Continuity of a Function

# Continuity at a Point

 Definition: A function $f$ is said to be Continuous at the value $a$ if $\displaystyle{\lim_{x \to a} f(x) = f(a)}$ which implies that: a) $f(a)$ is defined. b) $\lim_{x \to a} f(x)$ exists. c) $\lim_{x \to a} f(x) = f(a)$. If at least one of these conditions is not satisfied, then $f$ is said to be Discontinuous and has a Discontinuity at $a$.

For example, consider the following function $f(x) = \frac{1}{x}$. We know that there exists a discontinuity in this function at $x = 0$ since our function evaluated at our suspected value of discontinuity $f(0) = \frac{1}{0}$ is undefined.

Furthermore, $f$ does not satisfy the second condition for continuity since $\lim_{x \to 0^-} f(x) = -\infty$ and $\lim_{x \to 0^+} f(x) = \infty$. Therefore, $\lim_{x \to 0} f(x) \: \mathrm{D.N.E.}$.

## Example 1

Consider the following piecewise function $f(x) = \left\{\begin{matrix} x^2 + \frac{2}{x} & \mathrm{if} \: x > -2\\ 4 & \mathrm{if} \: x \leq -2 \end{matrix}\right.$. At what points is $f$ discontinuous?

The following is a graph of $f$:

We first suspect a discontinuity at $x = -2$. We note that $\lim_{x \to -2^-} f(x) = 4$, while $\lim_{x \to -2^+} f(x) = 3$. Therefore, a discontinuity exists at $x = -2$ by our definition.

We also suspect there to be a discontinuity at $x = 0$. We note that $f(0) = 0^2 + \frac{2}{0}$ is undefined.

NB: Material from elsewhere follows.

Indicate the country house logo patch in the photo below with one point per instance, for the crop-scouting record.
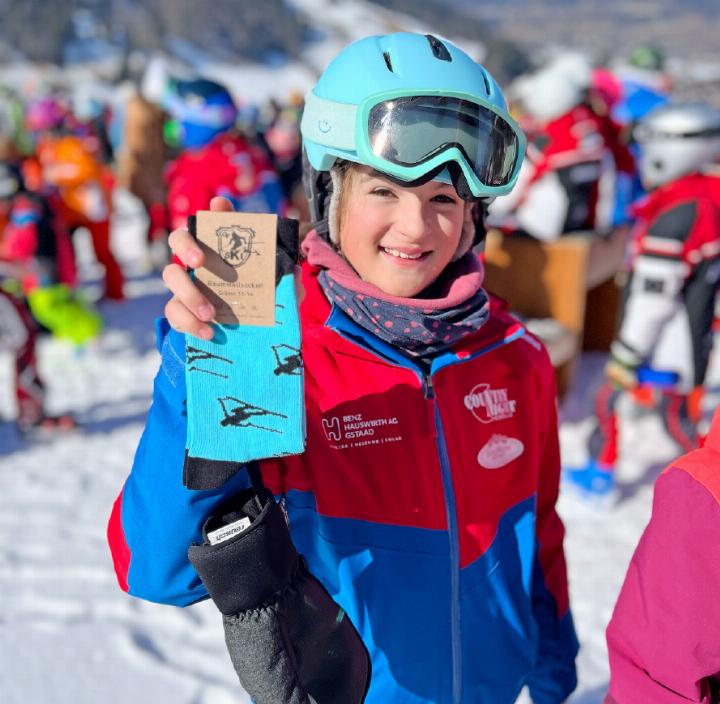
(488, 405)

Since $f(0)$ is not defined, there exists a discontinuity at $x = 0$ as well.

# Continuity over a Function's Domain and an Interval

 Definition: A function $f$ is said to be Continuous if $f$ is continuous at every value $a \in D(f)$ (every value $a$ in the domain of $f$). Additionally, a function $f$ is continuous over an interval $I$ if $f$ is continuous at every value $a \in I$.

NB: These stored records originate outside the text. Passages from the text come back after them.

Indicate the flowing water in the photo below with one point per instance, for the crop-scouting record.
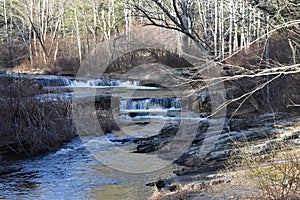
(72, 172)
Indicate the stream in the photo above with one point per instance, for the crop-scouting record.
(73, 172)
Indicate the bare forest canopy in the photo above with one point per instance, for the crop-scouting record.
(56, 34)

There are certain functions that are always continuous at every number in their domains, namely polynomials, trigonometric functions, exponential functions, logarithmic functions, root functions, etc…

# Continuity Laws

We will now look at some very important laws of continuity.

 Theorem 1: Let $f$ and $g$ be continuous functions at $a$, and $k$ is a constant. Then the following properties hold: a). The sum $f + g$ is continuous at $a$. b). The difference $f - g$ is continuous at $a$. c). The multiple $kf$ is continuous at $a$. d). The product $fg$ is continuous at $a$. e). The quotient $\frac{f}{g}$ is continuous at $a$ provided that $g(a) \neq 0$.

We will now prove all five properties using the limit laws we have already looked at.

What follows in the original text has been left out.